A Growing AI Problem
AI is scaling faster than the world’s power grids can handle. Each new generation of larger, more complex models demands exponentially greater computing power, sending data-centre energy use soaring.
The International Energy Agency puts global consumption at roughly 415 TWh in 2024, and TEMATYS warns it could more than double by 2030 as AI workloads dominate digital infrastructure.
Sébastien Bigo, Nokia Bell Labs Fellow and Photonics21 Work Group Leader for Digital Infrastructure, said, “Photonics can provide the infrastructure that will determine whether AI becomes cleaner and more competitive or simply costlier and dirtier. Europe has the research base to lead; what it lacks is coordinated investment and industrial scale.”
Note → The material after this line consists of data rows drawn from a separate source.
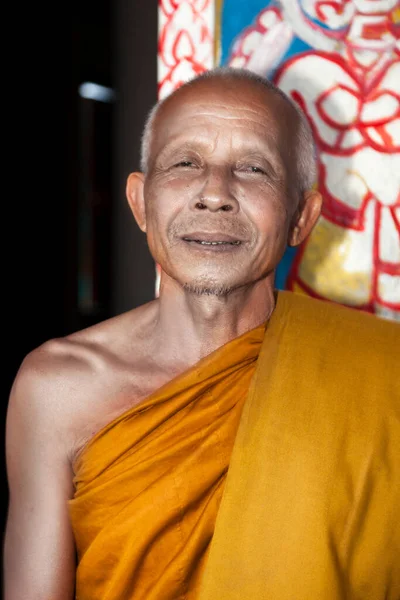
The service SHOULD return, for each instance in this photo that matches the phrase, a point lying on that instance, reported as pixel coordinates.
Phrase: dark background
(50, 50)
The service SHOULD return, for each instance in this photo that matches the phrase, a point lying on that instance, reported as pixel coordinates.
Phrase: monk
(226, 440)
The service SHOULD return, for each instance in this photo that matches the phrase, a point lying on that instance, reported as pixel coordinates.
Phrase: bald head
(299, 141)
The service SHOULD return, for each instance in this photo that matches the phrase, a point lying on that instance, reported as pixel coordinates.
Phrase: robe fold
(311, 506)
(149, 484)
(311, 502)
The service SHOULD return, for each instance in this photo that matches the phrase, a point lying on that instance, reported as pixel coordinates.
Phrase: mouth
(212, 243)
(217, 240)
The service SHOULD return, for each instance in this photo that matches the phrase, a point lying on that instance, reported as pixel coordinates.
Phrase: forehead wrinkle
(198, 141)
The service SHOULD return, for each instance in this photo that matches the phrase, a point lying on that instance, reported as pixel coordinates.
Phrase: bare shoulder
(72, 386)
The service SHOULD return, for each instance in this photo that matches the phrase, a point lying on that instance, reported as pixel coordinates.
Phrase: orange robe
(311, 506)
(311, 503)
(149, 485)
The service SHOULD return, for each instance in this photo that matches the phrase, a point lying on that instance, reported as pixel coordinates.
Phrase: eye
(185, 164)
(250, 169)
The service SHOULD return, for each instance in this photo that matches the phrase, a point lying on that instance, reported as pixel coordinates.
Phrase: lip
(215, 236)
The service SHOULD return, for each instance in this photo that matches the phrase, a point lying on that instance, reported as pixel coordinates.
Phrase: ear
(305, 217)
(135, 197)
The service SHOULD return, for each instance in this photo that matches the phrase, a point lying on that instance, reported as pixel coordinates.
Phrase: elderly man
(119, 437)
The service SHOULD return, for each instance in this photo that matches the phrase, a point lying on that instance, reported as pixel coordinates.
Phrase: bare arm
(39, 552)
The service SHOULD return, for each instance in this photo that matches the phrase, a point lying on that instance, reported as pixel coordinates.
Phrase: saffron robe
(148, 485)
(309, 510)
(311, 506)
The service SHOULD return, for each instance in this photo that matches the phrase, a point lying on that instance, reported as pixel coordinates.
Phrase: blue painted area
(236, 15)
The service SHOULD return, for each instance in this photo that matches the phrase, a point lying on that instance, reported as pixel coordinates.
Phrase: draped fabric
(311, 506)
(149, 484)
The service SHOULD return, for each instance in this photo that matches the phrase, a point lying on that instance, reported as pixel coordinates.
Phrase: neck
(192, 326)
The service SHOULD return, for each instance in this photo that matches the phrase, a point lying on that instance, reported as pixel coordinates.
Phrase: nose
(216, 192)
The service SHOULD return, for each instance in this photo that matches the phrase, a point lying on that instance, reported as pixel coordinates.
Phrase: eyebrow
(255, 146)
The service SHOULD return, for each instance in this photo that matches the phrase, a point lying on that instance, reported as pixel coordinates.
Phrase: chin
(204, 289)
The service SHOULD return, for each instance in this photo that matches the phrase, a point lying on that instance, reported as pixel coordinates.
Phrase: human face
(216, 196)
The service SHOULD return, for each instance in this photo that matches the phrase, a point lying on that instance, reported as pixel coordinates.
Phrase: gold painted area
(323, 267)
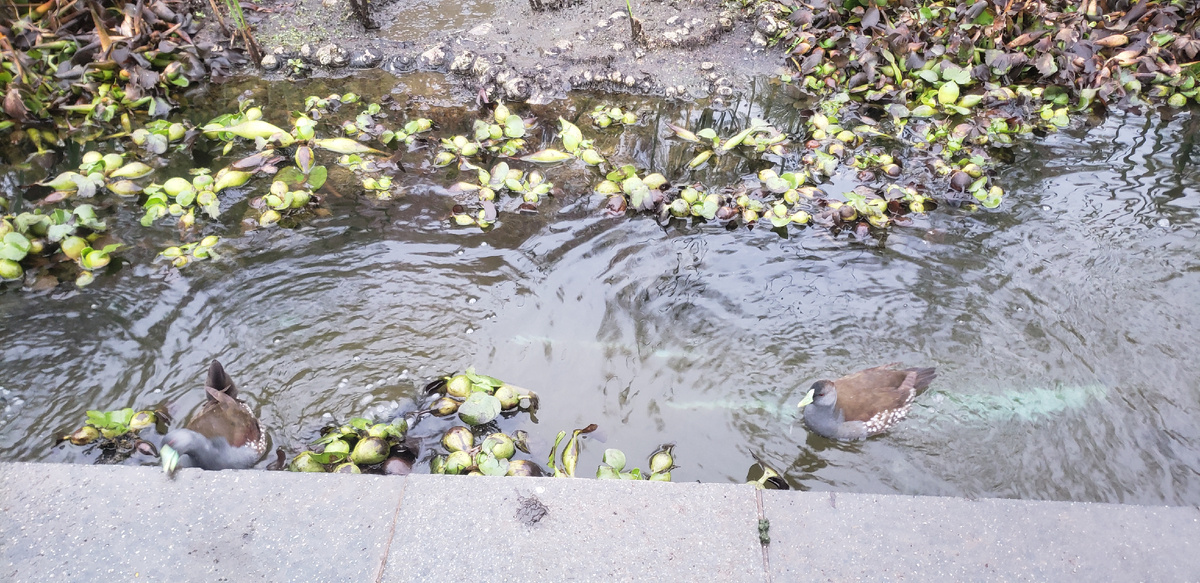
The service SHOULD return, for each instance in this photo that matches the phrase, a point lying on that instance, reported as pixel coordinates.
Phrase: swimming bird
(225, 434)
(864, 403)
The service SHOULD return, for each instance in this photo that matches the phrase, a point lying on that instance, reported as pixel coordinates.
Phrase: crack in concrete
(391, 534)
The report shows that bringing photons much closer to the compute (whether through co-packaged optics or other emerging photonic integration approaches) and using light to handle increasing parts of data movement or specific acceleration tasks can considerably improve the carbon and cost profile of AI. While photonics is not a replacement for CPUs or GPUs, it can become a critical complement that eases the pressure on them. If Europe wants sovereignty in future AI hardware and to meet its climate commitments, the report stresses that Europe’s policy and investment decisions in the coming years will be decisive.
Photonics is Already Essential
The report finds that photonics is already indispensable to the digital world. Fibre optics underpins today’s internet and data-centre infrastructure, and the next step of integrating light directly into chip architectures through co-packaged optics is already underway.
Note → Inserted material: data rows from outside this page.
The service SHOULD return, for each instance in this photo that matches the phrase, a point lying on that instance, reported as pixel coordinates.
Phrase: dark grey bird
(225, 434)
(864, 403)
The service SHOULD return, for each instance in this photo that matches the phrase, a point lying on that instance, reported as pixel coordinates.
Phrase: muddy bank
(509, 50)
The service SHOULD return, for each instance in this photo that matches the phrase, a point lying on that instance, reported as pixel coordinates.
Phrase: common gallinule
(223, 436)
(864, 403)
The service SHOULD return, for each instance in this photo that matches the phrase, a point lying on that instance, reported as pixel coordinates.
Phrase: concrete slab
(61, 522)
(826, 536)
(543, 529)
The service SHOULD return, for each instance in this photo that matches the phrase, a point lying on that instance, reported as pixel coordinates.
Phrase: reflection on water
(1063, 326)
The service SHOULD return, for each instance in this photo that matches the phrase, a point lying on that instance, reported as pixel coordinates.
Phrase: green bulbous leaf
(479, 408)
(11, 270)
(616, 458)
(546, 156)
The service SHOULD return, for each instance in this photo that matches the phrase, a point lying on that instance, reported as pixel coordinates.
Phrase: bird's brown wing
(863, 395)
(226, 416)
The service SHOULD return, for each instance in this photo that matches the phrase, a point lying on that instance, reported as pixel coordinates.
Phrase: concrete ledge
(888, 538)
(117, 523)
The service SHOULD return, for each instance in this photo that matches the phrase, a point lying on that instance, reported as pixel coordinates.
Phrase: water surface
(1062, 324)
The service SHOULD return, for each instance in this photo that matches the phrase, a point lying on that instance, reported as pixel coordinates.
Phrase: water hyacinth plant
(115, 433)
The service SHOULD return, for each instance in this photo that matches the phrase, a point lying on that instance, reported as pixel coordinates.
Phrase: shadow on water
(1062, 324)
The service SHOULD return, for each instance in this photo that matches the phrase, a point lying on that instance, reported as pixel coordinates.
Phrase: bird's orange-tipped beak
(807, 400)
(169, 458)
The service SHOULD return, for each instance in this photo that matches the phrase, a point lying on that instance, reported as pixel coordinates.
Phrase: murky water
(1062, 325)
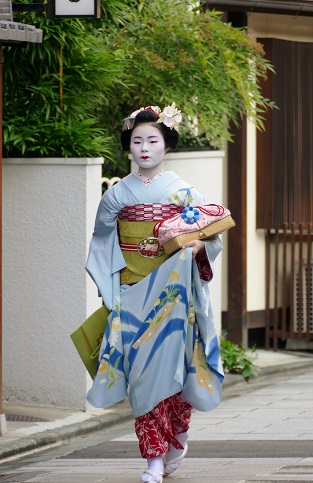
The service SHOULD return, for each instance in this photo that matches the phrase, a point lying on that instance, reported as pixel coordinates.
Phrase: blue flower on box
(190, 214)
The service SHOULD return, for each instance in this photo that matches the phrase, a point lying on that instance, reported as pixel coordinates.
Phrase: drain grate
(23, 418)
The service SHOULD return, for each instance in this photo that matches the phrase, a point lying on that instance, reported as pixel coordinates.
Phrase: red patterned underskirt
(158, 429)
(149, 212)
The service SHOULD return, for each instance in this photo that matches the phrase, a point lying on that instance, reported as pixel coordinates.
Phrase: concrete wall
(204, 171)
(49, 209)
These advances, however, will not be enough on their own. Even with industry claims of 3.5 times greater power efficiency, TEMATYS concludes that these gains cannot fully offset the surge in energy demand driven by AI’s rapid expansion.
The study also shows that optical computing is no longer theoretical. Laboratory breakthroughs and start-up prototypes, including MIT’s 2024 demonstration of an integrated photonic chip performing neural-network computations entirely with light, reveal a clear technical path towards fully photonic processors.
Finally, the report warns that Europe has the expertise but not yet the scale. World-class research and promising start-ups exist across the continent, but without faster investment, large-scale manufacturing, and workforce development, Europe risks surrendering this strategic market to competitors abroad.
The report urges European institutions, national governments and private investors to treat photonics as strategic infrastructure for AI. Recommended actions include: dedicated funding for pilot manufacturing, incentives to scale photonics start-ups, inclusion of photonics in Chips/AI/Green tech funding streams, and skills initiatives to build a manufacturing workforce. Without these steps, Europe risks ceding critical parts of the AI hardware value chain to overseas competitors while facing higher energy bills and emissions.